Labour MP Nadia Whittome has also spoken out about anti-LGBTQ+ sentiment in the wake of the government vetoing Scotland’s gender reforms, calling on the party to tackle transphobia from within

Following the government’s unprecedented decision to block the Scotland gender reform bill, Whittome told PinkNews: “I’ve been clear that our party needs to tackle transphobia within our own ranks and have campaigned for Labour to adopt a definition of transphobia.

“We should be providing a space for all Labour members to learn about the discrimination that trans people face and why urgent change is needed.”

While she didn’t name Rosie Duffield, she added that “those who continuously make transphobic statements should face disciplinary action, no matter their role or position in the party.”

Complaints from constituents

In July 2023, Rosie Duffield’s constituents and ‘older feminists’ urged MP to – in their words – stop attacking trans people.

Several residents in her constituency wrote to the politician to urge her to “support all her constituents” and stop attacking the trans community. This occurred days after Duffield was criticised for saying a trans woman who appeared on an ITV segment on rising water bills was “not a mother”.

A group of nine self-described “older feminists” living in Duffield’s Canterbury constituency wrote to her as a result, slamming her “transphobic” views.

The letter in the Whitstable Gazette, posted by the Twitter account CanterburyWithTheT, read: “As feminist constituents of Rosie Duffield MP, we want to object strongly to her frequent, gratuitous utterances about trans people, in particular transgender women.”

Rosie Duffield, who has been outspoken about transgender people and their rights, accepts an award from Penny Mordaunt
Rosie Duffield wins the Speech of the Year Award presented by Penny Mordaunt at The Spectator Parliamentarian Of The Year Awards at Rosewood London on January 22, 2020 in London, England. (Photo by David M. Benett/Dave Benett/Getty Images for The Spectator)

This incident happened at the beginning of July. Later in the same month, Rosie Duffield welcomed the Labour Party’s new policy on reforming the Gender Recognition Act (GRA), which sees it U-turn on commitments for trans people to be able to self-ID.

She appeared on BBC Radio 4’s Today Programme on 25 July, alongside trans Liberal Democrat councillor Helen Belcher, and said she believed Labour is “going in the right direction” and is now just agreeing with what she and others who hold the same views have “been saying for the [past] few years”.

The MP, who has held her Canterbury seat since 2017, said: “It seems to me that Labour have come a long way, perhaps Keir has been on a journey.”

Rosie Duffield has defended her stance on social media

Despite Rosie Duffield’s transgender stance, the politician has continuously claimed that she supports LGBTQ+ rights and that she has fought for queer rights throughout her career. 

In a 2021 Twitter thread, Duffield said: “I have actively fought for gay rights (and all human rights) all of my life.

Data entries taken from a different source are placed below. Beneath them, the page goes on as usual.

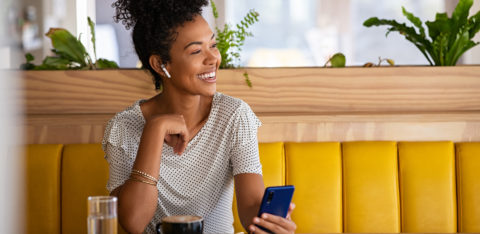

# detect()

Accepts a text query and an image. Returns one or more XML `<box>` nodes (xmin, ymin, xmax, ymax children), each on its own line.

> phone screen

<box><xmin>257</xmin><ymin>185</ymin><xmax>295</xmax><ymax>233</ymax></box>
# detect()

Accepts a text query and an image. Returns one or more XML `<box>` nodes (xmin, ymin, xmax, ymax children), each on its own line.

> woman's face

<box><xmin>164</xmin><ymin>15</ymin><xmax>222</xmax><ymax>96</ymax></box>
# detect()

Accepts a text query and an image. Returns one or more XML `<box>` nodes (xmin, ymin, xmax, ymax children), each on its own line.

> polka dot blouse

<box><xmin>102</xmin><ymin>93</ymin><xmax>262</xmax><ymax>233</ymax></box>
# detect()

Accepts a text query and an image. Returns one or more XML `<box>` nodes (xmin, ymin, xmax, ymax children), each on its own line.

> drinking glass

<box><xmin>87</xmin><ymin>196</ymin><xmax>117</xmax><ymax>234</ymax></box>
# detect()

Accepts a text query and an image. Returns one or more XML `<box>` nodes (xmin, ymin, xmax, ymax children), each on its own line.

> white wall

<box><xmin>0</xmin><ymin>0</ymin><xmax>24</xmax><ymax>233</ymax></box>
<box><xmin>462</xmin><ymin>0</ymin><xmax>480</xmax><ymax>64</ymax></box>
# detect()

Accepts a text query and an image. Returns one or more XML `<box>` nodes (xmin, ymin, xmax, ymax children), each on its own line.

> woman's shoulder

<box><xmin>102</xmin><ymin>100</ymin><xmax>145</xmax><ymax>144</ymax></box>
<box><xmin>110</xmin><ymin>99</ymin><xmax>145</xmax><ymax>126</ymax></box>
<box><xmin>215</xmin><ymin>92</ymin><xmax>250</xmax><ymax>115</ymax></box>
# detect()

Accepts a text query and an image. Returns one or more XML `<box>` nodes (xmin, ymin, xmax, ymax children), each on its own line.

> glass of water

<box><xmin>87</xmin><ymin>196</ymin><xmax>117</xmax><ymax>234</ymax></box>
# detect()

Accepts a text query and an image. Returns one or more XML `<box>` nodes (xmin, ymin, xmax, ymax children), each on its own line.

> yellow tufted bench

<box><xmin>25</xmin><ymin>141</ymin><xmax>480</xmax><ymax>233</ymax></box>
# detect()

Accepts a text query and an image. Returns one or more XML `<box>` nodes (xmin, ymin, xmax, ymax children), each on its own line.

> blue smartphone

<box><xmin>257</xmin><ymin>185</ymin><xmax>295</xmax><ymax>233</ymax></box>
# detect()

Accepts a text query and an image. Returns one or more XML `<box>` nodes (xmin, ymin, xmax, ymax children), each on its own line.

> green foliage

<box><xmin>20</xmin><ymin>17</ymin><xmax>118</xmax><ymax>70</ymax></box>
<box><xmin>363</xmin><ymin>0</ymin><xmax>480</xmax><ymax>66</ymax></box>
<box><xmin>210</xmin><ymin>0</ymin><xmax>259</xmax><ymax>68</ymax></box>
<box><xmin>243</xmin><ymin>72</ymin><xmax>253</xmax><ymax>88</ymax></box>
<box><xmin>324</xmin><ymin>53</ymin><xmax>346</xmax><ymax>67</ymax></box>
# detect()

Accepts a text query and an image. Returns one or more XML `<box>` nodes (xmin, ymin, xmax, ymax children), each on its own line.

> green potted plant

<box><xmin>210</xmin><ymin>0</ymin><xmax>259</xmax><ymax>87</ymax></box>
<box><xmin>363</xmin><ymin>0</ymin><xmax>480</xmax><ymax>66</ymax></box>
<box><xmin>21</xmin><ymin>17</ymin><xmax>118</xmax><ymax>70</ymax></box>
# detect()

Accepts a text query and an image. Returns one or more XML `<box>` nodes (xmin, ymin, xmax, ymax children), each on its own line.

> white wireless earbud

<box><xmin>160</xmin><ymin>64</ymin><xmax>172</xmax><ymax>79</ymax></box>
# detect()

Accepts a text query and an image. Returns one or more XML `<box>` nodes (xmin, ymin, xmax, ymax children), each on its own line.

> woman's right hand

<box><xmin>147</xmin><ymin>114</ymin><xmax>190</xmax><ymax>155</ymax></box>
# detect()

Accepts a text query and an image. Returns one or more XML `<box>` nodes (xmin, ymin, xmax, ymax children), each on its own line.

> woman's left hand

<box><xmin>248</xmin><ymin>203</ymin><xmax>297</xmax><ymax>234</ymax></box>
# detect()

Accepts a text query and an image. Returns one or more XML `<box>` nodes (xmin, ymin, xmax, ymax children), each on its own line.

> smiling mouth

<box><xmin>197</xmin><ymin>72</ymin><xmax>216</xmax><ymax>81</ymax></box>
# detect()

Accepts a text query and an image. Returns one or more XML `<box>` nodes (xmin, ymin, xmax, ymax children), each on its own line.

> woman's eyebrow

<box><xmin>183</xmin><ymin>33</ymin><xmax>215</xmax><ymax>50</ymax></box>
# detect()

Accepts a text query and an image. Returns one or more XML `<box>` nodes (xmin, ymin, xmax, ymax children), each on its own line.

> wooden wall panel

<box><xmin>15</xmin><ymin>66</ymin><xmax>480</xmax><ymax>143</ymax></box>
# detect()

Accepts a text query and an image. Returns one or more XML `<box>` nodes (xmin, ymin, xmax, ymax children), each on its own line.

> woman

<box><xmin>103</xmin><ymin>0</ymin><xmax>295</xmax><ymax>233</ymax></box>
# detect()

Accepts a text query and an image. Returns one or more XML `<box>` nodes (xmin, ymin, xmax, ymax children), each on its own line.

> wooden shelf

<box><xmin>11</xmin><ymin>66</ymin><xmax>480</xmax><ymax>143</ymax></box>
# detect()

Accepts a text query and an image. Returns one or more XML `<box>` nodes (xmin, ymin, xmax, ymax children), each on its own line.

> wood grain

<box><xmin>15</xmin><ymin>66</ymin><xmax>480</xmax><ymax>114</ymax></box>
<box><xmin>10</xmin><ymin>66</ymin><xmax>480</xmax><ymax>143</ymax></box>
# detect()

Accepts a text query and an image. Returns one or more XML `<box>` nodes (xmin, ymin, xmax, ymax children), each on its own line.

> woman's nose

<box><xmin>204</xmin><ymin>51</ymin><xmax>219</xmax><ymax>65</ymax></box>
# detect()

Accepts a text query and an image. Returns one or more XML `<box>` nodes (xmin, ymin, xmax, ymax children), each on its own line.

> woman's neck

<box><xmin>154</xmin><ymin>90</ymin><xmax>213</xmax><ymax>130</ymax></box>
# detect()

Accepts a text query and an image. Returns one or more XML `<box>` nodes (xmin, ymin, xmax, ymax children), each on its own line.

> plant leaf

<box><xmin>25</xmin><ymin>53</ymin><xmax>35</xmax><ymax>63</ymax></box>
<box><xmin>210</xmin><ymin>0</ymin><xmax>218</xmax><ymax>19</ymax></box>
<box><xmin>42</xmin><ymin>56</ymin><xmax>70</xmax><ymax>70</ymax></box>
<box><xmin>425</xmin><ymin>13</ymin><xmax>452</xmax><ymax>41</ymax></box>
<box><xmin>46</xmin><ymin>28</ymin><xmax>87</xmax><ymax>66</ymax></box>
<box><xmin>363</xmin><ymin>17</ymin><xmax>433</xmax><ymax>65</ymax></box>
<box><xmin>452</xmin><ymin>0</ymin><xmax>473</xmax><ymax>27</ymax></box>
<box><xmin>330</xmin><ymin>53</ymin><xmax>346</xmax><ymax>67</ymax></box>
<box><xmin>95</xmin><ymin>59</ymin><xmax>118</xmax><ymax>69</ymax></box>
<box><xmin>468</xmin><ymin>11</ymin><xmax>480</xmax><ymax>39</ymax></box>
<box><xmin>87</xmin><ymin>16</ymin><xmax>97</xmax><ymax>60</ymax></box>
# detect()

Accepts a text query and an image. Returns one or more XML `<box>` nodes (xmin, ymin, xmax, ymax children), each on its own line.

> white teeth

<box><xmin>198</xmin><ymin>72</ymin><xmax>215</xmax><ymax>80</ymax></box>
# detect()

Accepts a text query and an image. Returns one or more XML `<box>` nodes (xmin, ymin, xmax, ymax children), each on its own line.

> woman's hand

A fact that is well-known, well documented, and everyone who knows me can testify.

“I chose to make my first MP speech, after less than two hours’ sleep, at Canterbury’s first Pride event.”

She added that she supports “the rights of all trans people to live freely as they choose”, though she rejected the idea of self-ID, and the rights of trans women to use single-sex spaces. 

“I will continue to support LGBT rights as I have done all of my life,” she added. 

PinkNews contacted Rosie Duffield for comment but she told us our emails were “a total waste of time”.

“PinkNews is not an outlet that I will ever send a comment to,” she said.